“Which is?”
“A little different from the Pirah?,” he said drily. “As in, I expect to wake up in the morning. I need light, refrigeration, all that, so I pay the electricity bill every month. That sort of thing.” She was looking at the bend of his knee, tilting her head to scrutinize the angle of it. “I can’t possibly understand what time looks like because I’m inside my experience of it, but whatever version of time I’m inside has to be different than the version the Pirah? occupy.”
“You say that like you’re trapped,” Regan noted. “Or they are.”
“Well, aren’t I? Aren’t we? We can’t speed it up or slow it down. We can’t navigate it.”
“Not yet,” she said, sparing him half a smile.
“Well, we only know that time can’t possibly exist within the Babylonian denominations of sixty. Not actually. A second is only a second within our perception. We try to standardize it, to make it useful, but we don’t know the rules. We’ll probably never know the rules.”
“And how does that make you feel?” She was chuckling to herself, making a private joke.
“Trapped,” he said, and she looked up.
“Does it?”
“Yes. From time to time.”
“Like you’re in a mortal prison?”
“You’re being facetious,” he observed, watching her mouth quirk with confirmation, “but yeah, kind of. Do people ever ask you what you’re doing next?”
“Always. All the time.”
“Right,” he said. “So that’s my point.”
“Don’t drop your chin,” she told him.
“Right.”
She turned her attention back to the parchment, continuing to draw.
“I don’t mind being trapped,” she murmured, the little strokes of her pencil like caresses to the page. “Sometimes I like it. Easier. Nothing to think about.”
He drummed his fingers on his knee. She looked up warningly, telegraphing a glance that said, Stop that.
He obliged.
“You don’t actually want things to be easy, do you?” he said.
“No, not really. But I wish I did.”
“Why?”
“Well, if time really was a trap and I was on some sort of predetermined course, that would be a relief,” she said. “The idea that I might have options or other time-spaces to occupy is a little overwhelming.”
“Don’t you like being overwhelmed?”
A blink. “Why would you say that?”
“I don’t know,” he said. “You just seem like you’re looking for something to overwhelm you.”

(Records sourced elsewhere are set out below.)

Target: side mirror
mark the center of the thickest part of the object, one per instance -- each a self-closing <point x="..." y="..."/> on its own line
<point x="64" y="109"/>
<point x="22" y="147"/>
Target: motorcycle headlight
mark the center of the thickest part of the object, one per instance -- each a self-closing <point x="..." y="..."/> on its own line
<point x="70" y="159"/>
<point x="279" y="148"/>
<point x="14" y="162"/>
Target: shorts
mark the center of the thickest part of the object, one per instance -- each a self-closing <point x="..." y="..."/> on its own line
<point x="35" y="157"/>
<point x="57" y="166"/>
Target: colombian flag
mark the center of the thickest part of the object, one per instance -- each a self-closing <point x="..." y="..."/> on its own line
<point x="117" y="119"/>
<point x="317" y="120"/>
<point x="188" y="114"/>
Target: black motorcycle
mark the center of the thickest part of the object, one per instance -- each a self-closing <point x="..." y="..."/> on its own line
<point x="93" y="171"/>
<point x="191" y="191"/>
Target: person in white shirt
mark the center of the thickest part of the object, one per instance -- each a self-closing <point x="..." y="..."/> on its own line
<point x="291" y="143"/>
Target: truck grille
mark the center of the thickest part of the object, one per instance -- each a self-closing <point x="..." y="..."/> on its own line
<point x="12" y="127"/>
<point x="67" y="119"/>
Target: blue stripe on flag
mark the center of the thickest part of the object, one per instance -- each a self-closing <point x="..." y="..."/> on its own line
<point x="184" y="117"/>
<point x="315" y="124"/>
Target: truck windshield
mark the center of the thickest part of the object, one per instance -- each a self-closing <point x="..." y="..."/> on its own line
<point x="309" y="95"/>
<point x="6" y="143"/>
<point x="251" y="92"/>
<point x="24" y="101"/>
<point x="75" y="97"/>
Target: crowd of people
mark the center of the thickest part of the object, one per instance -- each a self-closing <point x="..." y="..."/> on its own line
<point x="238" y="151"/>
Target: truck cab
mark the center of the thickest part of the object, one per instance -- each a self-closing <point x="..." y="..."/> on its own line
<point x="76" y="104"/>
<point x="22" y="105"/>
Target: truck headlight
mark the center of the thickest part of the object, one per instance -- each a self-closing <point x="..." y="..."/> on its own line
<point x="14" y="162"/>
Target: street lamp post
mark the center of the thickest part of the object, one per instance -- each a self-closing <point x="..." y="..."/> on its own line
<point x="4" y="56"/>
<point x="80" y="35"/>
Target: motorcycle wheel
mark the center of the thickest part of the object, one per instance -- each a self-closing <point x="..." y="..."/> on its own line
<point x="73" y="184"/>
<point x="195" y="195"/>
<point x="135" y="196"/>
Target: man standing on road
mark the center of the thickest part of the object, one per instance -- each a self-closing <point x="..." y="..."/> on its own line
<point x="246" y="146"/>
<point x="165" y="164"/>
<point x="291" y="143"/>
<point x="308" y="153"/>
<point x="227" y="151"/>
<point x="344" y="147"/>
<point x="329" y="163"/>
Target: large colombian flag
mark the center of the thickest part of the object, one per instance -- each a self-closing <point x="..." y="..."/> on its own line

“I seem like I’m looking for something?”
“I think,” Aldo said slowly, “that if you weren’t, you wouldn’t be here.”
She looked up again, pausing the motion of her pencil this time.
It frustrated him immensely that he would never be able to prove that time didn’t stop when she met his eye. Though, he reminded himself, maybe if he committed it to memory then he could return to it in another shape, with better understanding.
Eventually Regan cleared her throat. “I’m going to draw your mouth,” she said, “so we probably shouldn’t talk for a bit.”
“Okay,” he said, and as she dropped her attention back to her parchment, Aldo contemplated going back to live in that single second of time, when he and she had existed in perfect synchronicity.
* * *
HIS SECOND TOE WAS LONGER than his first, his feet were narrow, the arches were high and largely free of calluses. Had he been born to wear high heels he would have blistered unrelentingly, and Regan was relieved that he’d probably never know that pain. His calves were narrow and thin and so were his quadriceps. They were well-proportioned, though something had happened to his knee. There was a scar there, maybe surgery, maybe he’d fallen at some point. There had been no mother to kiss away the pain, and now the mark of inattention would remain.
His remarkable lines were, by chronology of looking: the one along the side of his thigh, the curve from his shoulder around his bicep, the ridge along his clavicle, the edge of his jaw. His color gradient was more saturated in his legs and then faded near his hips, then warmed again in his arms, his neck, his face. The most distinctive space was the one unseen between his eyes and thoughts, separated by what seemed to Regan to be a distance of miles, eons, lightyears.
His fingers, which she already knew better than anything aside from his mouth and his eyes, started to move after only a few minutes of silence. His brain had gone somewhere else and his fingers danced along with his thoughts, almost swaying. He was drawing tiny shapes in the air, little letters, feverishly recounting his theories to empty space. The room felt full and perhaps even crowded with everything he’d injected into it, though his chin remained level in allegiance to where she’d placed it. There was no noticeable cleft there; the whole of him was smooth and uninterrupted, aside from the stubble of facial hair he was never fully rid of, and the natural shadow beneath the bones of his cheeks. He was breathing steadily, rhythmically, his pulse visible along his neck. Regan counted his heartbeats, tapping lightly and telling herself that was important for an accurate representation. Man at Rest, she’d thought to call the drawing, only he wasn’t nearly at rest at all.